Após terminar o Brasileirão de 1996 na penúltima colocação, o Fluminense estava rebaixado para a Série B. No entanto, um escândalo de manipulação de resultados envolvendo o presidente da comissão de arbitragem da CBF, Ivens Mendes, e os presidentes de Corinthians e Athletico-PR, veio à tona.
Em meio à crise de credibilidade, a CBF decidiu anular o sistema de rebaixamento daquele ano, salvando Fluminense e Bragantino da queda.
O Botafogo foi um dos beneficiados de uma decisão judicial em 1999. O clube escapou do rebaixamento após o São Paulo ser punido com a perda de pontos pela escalação irregular do atacante Sandro Hiroshi, que tinha um “gato” (adulteração de idade).
A punição ao clube paulista alterou a tabela e salvou o Botafogo, rebaixando o Gama em seu lugar.
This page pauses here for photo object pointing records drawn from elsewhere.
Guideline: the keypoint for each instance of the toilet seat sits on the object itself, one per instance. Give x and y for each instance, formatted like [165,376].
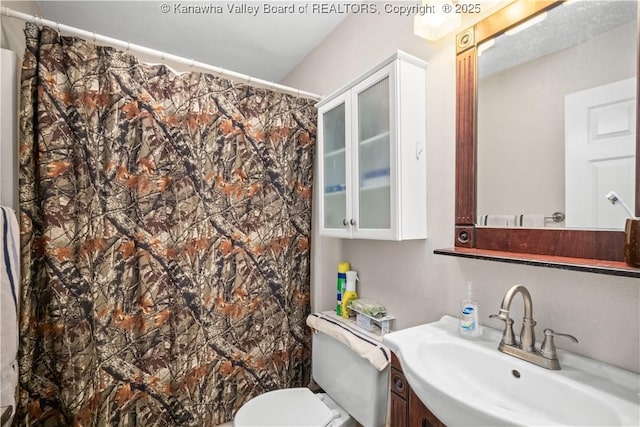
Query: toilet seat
[292,407]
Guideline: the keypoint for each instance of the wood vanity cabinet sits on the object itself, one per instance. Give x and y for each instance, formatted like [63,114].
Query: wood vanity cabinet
[406,408]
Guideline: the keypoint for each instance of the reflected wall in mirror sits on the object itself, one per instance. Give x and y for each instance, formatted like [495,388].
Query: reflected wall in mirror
[556,118]
[514,102]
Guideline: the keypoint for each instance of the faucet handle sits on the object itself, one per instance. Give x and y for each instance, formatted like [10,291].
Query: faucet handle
[548,347]
[508,337]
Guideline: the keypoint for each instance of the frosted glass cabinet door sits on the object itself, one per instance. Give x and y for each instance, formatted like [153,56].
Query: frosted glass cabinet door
[334,161]
[374,156]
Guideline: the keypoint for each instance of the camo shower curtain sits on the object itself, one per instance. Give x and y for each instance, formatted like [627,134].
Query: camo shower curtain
[165,240]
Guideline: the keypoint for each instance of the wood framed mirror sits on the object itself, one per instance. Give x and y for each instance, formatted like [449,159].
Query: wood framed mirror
[589,244]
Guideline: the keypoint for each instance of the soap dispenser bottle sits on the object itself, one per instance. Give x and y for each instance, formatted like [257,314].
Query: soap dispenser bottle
[469,326]
[350,294]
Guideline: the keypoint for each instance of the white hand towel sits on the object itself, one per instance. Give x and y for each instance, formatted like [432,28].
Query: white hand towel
[9,286]
[360,341]
[530,220]
[495,220]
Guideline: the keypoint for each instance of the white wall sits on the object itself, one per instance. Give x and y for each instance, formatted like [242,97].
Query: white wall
[418,286]
[516,111]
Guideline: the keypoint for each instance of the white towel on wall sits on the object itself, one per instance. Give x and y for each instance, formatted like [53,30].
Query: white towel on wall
[9,289]
[361,342]
[496,220]
[530,220]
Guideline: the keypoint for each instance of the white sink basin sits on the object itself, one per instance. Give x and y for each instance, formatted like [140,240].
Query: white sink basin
[469,382]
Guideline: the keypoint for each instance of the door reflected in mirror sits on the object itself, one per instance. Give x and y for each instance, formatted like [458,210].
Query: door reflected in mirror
[556,117]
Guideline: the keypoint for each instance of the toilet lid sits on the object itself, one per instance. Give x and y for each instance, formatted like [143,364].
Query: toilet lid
[297,407]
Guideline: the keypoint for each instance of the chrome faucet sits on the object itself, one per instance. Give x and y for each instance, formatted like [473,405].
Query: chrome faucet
[526,349]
A confusão gerada por este caso levou à criação da Copa João Havelange no ano seguinte.
Inconformado com o rebaixamento de 1999, o Gama recorreu à Justiça comum e obteve uma liminar para disputar a primeira divisão em 2000. A decisão judicial impediu a CBF de organizar o campeonato, levando o Clube dos 13 a criar a Copa João Havelange.
O torneio contou com 116 times divididos em módulos, e sua fórmula permitiu que o Fluminense, que estava na Série C, e o Bahia, na Série B, chegassem à fase final e retornassem à elite do futebol nacional.
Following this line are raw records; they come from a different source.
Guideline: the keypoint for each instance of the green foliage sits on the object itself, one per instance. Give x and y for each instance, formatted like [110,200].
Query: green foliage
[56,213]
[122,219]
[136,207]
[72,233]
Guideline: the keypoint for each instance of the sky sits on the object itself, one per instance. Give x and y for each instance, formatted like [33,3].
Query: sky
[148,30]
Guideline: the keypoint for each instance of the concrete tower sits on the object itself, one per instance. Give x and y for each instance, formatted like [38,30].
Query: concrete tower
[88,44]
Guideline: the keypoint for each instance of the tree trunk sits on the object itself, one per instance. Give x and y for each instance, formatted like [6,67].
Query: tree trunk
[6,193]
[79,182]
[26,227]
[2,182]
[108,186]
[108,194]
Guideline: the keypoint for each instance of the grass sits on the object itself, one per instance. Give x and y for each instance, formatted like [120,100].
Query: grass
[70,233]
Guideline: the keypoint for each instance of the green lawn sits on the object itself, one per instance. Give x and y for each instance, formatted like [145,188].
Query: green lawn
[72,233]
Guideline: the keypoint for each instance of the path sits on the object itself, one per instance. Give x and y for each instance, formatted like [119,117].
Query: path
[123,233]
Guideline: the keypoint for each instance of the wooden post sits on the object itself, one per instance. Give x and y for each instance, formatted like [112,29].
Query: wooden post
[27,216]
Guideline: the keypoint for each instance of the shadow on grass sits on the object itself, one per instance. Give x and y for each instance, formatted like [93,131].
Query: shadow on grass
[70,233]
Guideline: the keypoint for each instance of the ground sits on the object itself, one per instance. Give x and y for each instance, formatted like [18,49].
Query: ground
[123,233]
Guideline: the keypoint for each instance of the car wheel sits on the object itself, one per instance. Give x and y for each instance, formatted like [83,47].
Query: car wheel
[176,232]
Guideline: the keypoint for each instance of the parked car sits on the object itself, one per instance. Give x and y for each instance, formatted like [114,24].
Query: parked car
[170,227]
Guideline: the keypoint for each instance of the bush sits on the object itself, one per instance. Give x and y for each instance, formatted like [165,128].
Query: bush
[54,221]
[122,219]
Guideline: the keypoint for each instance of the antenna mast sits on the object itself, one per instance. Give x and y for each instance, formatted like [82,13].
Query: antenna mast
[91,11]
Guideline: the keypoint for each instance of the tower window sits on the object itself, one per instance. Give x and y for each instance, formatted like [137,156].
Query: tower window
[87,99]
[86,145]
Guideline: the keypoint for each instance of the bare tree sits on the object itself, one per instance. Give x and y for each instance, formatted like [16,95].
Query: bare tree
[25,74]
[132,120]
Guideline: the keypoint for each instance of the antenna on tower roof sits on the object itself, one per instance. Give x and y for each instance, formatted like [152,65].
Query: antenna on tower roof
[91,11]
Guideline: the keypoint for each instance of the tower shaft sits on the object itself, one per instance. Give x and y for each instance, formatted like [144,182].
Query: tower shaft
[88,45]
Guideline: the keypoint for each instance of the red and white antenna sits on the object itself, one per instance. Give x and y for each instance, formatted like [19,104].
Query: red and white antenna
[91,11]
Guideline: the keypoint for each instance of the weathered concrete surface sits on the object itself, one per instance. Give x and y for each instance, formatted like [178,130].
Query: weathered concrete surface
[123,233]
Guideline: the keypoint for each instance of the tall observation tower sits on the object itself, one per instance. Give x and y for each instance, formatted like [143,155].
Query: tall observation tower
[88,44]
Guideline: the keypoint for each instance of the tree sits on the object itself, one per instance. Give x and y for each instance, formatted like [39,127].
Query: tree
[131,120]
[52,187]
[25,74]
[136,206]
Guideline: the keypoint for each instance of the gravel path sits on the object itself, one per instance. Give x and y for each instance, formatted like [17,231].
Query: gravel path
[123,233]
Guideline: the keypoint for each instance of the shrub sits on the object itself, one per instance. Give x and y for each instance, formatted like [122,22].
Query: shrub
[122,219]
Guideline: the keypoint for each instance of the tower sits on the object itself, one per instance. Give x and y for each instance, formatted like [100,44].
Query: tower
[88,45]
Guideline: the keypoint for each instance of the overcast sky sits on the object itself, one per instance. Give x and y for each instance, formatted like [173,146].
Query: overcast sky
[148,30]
Um dos casos mais recentes e polêmicos envolveu a Portuguesa. Na última rodada do Brasileirão de 2013, o clube escalou o meia Héverton no segundo tempo da partida contra o Grêmio. O jogador, no entanto, deveria cumprir suspensão automática por ter sido expulso em jogo anterior.
Denunciada no STJD, a Portuguesa foi punida com a perda de quatro pontos, o que a fez cair para a zona de rebaixamento e salvou o Fluminense, que havia terminado o campeonato entre os quatro últimos. Na mesma rodada, o Flamengo também escalou um jogador irregular (André Santos), foi punido com a perda de pontos, mas não foi rebaixado por ter uma margem maior na tabela.
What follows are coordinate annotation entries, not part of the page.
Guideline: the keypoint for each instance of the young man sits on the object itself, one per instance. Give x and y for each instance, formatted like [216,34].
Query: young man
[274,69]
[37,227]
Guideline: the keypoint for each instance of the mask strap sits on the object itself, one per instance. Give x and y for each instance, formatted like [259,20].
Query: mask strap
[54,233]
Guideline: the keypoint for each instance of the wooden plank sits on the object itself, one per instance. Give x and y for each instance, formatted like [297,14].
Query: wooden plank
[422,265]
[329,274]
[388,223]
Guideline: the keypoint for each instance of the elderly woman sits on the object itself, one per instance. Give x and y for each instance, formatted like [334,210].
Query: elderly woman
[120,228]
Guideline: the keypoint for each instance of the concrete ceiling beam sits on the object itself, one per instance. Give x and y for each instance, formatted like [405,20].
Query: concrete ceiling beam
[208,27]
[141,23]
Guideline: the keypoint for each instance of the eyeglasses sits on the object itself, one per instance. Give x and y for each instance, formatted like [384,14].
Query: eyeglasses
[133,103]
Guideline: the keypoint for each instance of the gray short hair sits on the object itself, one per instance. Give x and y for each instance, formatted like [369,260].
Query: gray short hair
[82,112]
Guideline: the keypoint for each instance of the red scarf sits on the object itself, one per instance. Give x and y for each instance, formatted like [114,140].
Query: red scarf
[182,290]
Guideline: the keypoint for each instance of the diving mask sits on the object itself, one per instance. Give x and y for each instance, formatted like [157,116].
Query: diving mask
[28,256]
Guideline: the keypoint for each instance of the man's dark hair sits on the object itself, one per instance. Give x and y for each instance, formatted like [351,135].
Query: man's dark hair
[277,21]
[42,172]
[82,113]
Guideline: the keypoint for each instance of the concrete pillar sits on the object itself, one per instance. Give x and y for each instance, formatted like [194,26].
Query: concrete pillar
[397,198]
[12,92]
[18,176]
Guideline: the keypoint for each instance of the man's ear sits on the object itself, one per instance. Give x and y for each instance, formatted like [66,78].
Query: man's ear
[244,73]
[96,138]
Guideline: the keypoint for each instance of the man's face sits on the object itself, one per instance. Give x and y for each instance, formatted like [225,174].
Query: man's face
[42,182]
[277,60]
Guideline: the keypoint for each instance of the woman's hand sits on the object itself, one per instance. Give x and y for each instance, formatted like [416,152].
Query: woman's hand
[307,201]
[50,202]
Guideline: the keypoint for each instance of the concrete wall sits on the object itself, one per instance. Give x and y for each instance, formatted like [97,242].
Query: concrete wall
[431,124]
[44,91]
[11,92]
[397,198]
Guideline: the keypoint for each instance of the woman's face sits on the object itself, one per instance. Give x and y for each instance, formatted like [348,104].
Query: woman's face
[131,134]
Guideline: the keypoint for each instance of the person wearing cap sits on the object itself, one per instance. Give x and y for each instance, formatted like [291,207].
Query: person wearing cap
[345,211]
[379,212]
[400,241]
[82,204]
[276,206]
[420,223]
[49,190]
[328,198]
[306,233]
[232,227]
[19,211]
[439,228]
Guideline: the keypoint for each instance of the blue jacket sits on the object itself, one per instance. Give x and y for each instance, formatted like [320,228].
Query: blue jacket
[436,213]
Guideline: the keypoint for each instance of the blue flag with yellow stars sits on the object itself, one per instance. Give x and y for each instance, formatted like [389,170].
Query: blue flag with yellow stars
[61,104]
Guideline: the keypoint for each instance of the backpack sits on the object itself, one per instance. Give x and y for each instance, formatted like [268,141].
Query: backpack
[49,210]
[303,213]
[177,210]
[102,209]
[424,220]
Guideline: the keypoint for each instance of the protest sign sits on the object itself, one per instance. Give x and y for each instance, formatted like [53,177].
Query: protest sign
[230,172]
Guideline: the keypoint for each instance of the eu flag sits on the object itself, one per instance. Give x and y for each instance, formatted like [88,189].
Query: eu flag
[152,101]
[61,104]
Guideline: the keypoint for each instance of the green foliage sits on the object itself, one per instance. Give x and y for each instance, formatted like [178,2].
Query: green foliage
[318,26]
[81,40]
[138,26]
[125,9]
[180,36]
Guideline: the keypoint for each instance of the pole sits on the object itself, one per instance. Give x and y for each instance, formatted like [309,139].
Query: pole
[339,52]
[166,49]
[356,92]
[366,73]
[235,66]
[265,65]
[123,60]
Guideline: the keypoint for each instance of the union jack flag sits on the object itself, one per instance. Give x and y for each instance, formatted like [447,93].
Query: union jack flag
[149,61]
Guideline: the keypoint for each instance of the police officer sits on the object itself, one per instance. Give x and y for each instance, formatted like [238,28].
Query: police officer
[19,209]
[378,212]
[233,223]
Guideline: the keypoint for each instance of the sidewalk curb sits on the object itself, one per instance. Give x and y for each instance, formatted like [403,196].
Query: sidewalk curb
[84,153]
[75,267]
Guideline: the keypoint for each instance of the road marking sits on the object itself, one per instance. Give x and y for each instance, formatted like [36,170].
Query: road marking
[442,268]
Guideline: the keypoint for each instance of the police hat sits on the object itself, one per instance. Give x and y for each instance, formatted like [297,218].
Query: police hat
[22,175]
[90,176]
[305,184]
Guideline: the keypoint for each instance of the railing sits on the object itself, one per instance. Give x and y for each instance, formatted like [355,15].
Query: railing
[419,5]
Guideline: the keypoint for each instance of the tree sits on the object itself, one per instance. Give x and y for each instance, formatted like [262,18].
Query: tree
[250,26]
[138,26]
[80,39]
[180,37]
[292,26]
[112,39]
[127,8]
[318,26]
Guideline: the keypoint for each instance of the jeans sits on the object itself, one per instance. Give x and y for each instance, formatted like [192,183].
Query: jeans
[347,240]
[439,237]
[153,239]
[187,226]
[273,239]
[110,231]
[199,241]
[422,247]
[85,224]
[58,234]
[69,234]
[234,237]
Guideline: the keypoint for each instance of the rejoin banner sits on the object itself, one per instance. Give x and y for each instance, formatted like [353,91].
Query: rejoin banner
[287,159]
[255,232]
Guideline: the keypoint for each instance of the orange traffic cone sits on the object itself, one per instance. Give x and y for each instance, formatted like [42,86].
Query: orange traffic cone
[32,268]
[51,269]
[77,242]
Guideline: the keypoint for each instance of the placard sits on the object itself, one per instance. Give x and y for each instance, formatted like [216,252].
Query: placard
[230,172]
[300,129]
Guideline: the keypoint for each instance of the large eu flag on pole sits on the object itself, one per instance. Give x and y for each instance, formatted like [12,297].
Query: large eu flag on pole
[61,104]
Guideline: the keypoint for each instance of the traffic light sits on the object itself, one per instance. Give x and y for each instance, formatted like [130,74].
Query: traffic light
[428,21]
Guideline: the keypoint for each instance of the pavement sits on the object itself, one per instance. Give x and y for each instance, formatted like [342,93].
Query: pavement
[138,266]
O Superior Tribunal de Justiça Desportiva (STJD) é o órgão máximo da justiça desportiva no Brasil, responsável por julgar em última instância as infrações disciplinares e as disputas que ocorrem nas competições nacionais. Suas decisões são baseadas no Código Brasileiro de Justiça Desportiva (CBJD), que estabelece as regras e as sanções para clubes, atletas, dirigentes e árbitros.
O papel do tribunal é garantir que o regulamento seja cumprido por todos os participantes, prezando pela isonomia e pela legalidade da competição. Embora as decisões sejam frequentemente vistas como uma interferência no resultado de campo, elas representam a aplicação das regras que os próprios clubes concordaram em seguir ao se inscreverem no campeonato.